Thompson gave no word on when The Weekly will launch, after its premiere was pushed back into 2019. The series will be produced by The New York Times and Left/Right, a Red Arrow Studios company co-founded by Ken Druckerman and Banks Tarver. In addition to the FX’s linear telecast and Hulu’s second window, episodes will also be available to view on FX’s VOD services, FXNOW and FX+.
Thompson told the investors conference that branching out into podcasting and TV aims at sustaining digital subscriber growth at the Times that spiked in the wake of President Donald Trump’s election in 2016, but has since reached a plateau before starting to recently trend up again.
“When after the 2016 election, we saw a very significant — transient — but very significant acceleration in the model, that was great.
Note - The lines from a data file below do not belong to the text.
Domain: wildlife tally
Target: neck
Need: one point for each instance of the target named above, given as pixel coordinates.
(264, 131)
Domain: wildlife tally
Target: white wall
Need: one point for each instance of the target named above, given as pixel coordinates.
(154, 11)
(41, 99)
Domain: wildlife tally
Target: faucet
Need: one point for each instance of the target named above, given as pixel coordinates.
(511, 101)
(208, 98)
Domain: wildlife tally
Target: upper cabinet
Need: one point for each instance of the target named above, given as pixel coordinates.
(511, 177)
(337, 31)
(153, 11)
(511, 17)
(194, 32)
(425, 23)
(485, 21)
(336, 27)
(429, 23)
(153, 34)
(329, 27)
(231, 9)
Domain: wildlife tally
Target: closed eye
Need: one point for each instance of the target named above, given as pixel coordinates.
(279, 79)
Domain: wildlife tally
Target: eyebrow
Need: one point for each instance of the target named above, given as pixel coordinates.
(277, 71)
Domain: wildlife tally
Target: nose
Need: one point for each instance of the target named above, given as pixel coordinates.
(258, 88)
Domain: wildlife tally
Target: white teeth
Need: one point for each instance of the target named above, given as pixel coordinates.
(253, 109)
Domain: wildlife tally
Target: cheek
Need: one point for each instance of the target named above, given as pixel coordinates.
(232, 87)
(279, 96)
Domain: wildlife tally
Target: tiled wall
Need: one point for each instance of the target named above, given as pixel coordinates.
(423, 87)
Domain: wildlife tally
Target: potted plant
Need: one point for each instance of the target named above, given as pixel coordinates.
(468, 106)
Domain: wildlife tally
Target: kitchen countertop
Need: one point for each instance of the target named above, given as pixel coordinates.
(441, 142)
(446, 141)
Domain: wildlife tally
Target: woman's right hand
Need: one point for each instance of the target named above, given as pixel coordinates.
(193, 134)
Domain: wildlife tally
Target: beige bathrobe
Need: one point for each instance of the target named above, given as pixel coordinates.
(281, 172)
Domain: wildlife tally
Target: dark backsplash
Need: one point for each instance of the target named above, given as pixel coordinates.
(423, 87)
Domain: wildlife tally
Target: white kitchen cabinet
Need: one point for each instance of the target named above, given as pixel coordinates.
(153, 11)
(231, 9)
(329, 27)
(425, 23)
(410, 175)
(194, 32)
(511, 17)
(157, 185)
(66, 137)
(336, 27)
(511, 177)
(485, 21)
But what would it take to deliver that or higher rates of acquisition of new subscribers, organically,” and not rely on Trump to bring in new subscribers, he said of his digital foray into new revenue streams.
But while Thompson stressed getting TV viewers to sample The Weekly on FX and Hulu was a way to sign up new digital subscribers, the goal was not to getting the Times‘ storytelling talent and content onto as many digital platforms as possible. He instead applauded HBO and Netflix for focusing on offering quality content to subscribers to sustain their own business models.
“They can see that’s how you punch through in pay TV. People have to come to you,” Thompson told the investors conference. The exec conceded, however, that, unlike HBO and Netflix, many consumers that register with the Times but have yet to subscribe do sample some of its news content for free.
“But we are pretty insistent that someone who really wants to consume a lot of our content ultimately will get into a registered, logged-on and subscriber relationship with us,” Thompson said.